Star Wars Jedi: Upadły zakon to hit 2019 roku. Lucasfilm miał wątpliwości, czy powinien powstać
Gdyby ludzie z Lucasfilm postawili na swoim, "Star Wars Jedi: Upadły zakon" mógłby nie powstać. Na szczęście twórcom pozwolono zachować ich wizję, dzięki czemu dostaliśmy świetną grę ze świata "Gwiezdnych wojen".
Lucasfilm, czyli wytwórnia dbająca o markę "Star Wars", nie chciał gry z Jedi w roli głównej. Jak informuje serwis Gry-Online, reżyser gry Stig Asmussen ujawnił, że szychy z Lucasfilm wolały produkcję o łowcach nagród. A zamiast mieczy świetlnych główną rolę miałyby odgrywać karabiny i pistolety.
Oczywiście twórcy "Star Wars Jedi: Upadły zakon" nie mogli się na to zgodzić. "Równie dobrze moglibyśmy stworzyć wyścigówkę" - komentuje dziś Asmussen, dając do zrozumienia, jak propozycja Lucasfilm daleka była od wizji autorów.
Jak doskonale wiemy, ostatecznie Respawn Entertainment przekonali do swojego pomysłu.

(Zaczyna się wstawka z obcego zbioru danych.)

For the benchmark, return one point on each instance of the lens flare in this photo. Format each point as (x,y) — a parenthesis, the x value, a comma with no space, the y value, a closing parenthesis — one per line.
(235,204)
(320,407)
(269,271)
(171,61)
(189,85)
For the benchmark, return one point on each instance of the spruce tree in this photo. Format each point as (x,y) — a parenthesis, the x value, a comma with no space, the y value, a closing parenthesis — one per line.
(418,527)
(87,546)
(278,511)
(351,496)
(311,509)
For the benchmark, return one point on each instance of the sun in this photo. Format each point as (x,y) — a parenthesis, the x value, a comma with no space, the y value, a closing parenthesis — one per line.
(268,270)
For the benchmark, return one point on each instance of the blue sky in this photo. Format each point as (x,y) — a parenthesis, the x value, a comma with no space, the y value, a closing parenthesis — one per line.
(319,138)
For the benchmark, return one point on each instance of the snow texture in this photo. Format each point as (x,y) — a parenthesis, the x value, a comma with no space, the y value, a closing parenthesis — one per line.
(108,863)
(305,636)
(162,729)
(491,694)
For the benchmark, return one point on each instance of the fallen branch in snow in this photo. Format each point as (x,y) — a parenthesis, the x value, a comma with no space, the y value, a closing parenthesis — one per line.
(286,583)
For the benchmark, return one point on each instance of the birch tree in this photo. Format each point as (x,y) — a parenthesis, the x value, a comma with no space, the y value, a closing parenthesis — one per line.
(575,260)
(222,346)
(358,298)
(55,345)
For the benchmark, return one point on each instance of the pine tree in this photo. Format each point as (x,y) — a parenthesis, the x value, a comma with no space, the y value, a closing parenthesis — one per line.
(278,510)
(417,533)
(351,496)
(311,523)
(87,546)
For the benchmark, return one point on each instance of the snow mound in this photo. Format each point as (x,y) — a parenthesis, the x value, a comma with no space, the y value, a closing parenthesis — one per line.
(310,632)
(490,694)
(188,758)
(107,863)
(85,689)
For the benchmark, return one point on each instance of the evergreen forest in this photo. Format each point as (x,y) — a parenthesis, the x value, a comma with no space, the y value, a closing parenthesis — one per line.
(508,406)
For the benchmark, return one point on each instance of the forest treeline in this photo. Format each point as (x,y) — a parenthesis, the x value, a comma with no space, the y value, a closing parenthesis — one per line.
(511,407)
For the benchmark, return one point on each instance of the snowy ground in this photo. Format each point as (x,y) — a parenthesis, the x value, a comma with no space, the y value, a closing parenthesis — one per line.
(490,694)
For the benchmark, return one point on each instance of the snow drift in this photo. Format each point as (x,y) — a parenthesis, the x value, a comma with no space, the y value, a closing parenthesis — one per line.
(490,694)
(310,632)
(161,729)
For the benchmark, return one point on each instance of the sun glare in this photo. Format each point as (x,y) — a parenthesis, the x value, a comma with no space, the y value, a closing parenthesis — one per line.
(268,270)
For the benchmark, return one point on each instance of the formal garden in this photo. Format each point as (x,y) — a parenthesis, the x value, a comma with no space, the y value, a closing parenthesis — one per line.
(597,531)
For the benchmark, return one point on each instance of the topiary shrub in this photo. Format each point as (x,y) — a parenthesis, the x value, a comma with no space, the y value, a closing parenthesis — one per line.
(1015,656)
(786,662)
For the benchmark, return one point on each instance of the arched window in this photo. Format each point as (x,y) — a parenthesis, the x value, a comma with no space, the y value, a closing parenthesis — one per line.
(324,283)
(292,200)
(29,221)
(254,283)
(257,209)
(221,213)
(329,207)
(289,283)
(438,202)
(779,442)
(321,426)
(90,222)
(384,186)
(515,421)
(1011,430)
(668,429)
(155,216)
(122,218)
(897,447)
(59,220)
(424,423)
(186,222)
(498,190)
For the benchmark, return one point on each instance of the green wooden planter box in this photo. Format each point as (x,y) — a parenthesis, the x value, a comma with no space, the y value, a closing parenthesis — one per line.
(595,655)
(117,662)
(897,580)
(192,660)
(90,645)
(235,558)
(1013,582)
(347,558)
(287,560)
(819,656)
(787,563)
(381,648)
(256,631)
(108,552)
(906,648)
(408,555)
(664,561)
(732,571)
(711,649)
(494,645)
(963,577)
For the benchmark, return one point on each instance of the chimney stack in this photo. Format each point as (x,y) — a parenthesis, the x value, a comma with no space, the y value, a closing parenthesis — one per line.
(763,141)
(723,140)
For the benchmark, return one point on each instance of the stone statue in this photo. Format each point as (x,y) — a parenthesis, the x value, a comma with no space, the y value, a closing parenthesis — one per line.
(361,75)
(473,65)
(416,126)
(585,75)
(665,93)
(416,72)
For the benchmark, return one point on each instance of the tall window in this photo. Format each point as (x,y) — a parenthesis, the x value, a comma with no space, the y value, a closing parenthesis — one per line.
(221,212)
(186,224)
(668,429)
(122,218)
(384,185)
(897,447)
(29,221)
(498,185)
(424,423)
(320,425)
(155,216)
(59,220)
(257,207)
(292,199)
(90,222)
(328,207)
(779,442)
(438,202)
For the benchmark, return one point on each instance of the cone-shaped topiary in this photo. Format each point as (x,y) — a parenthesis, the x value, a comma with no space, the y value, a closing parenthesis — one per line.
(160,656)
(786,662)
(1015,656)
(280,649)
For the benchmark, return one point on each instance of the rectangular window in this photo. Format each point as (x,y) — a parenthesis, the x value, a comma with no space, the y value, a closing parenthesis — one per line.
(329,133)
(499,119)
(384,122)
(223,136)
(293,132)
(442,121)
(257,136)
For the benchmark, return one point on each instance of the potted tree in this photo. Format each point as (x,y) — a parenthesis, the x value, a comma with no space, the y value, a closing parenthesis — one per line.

Choć nie we wszystkich kwestiach wytwórnia zgodziła się pójść na ustępstwa. Asmussen przyznaje, że twórcy musieli schować dumę do kieszeni i zrezygnować z kilku rzeczy, na które Lucasfilm zgody nie wyraził.
Zobacz też: "Najlepsze cechy PC i konsoli w jednym". Google Stadia chwalona przez deweloperów
Na szczęście nie ma mowy o zgniłym kompromisie, skoro "Upadły zakon" to jedna z najlepszych gier 2019. Nie jest to tylko artystyczny sukces, ale też komercyjny, ze świetną sprzedażą na Steam. Nic więc dziwnego, że już pojawiają się plotki o kolejnej części. Oby tym razem Lucasfilm dał autorom jeszcze więcej swobody.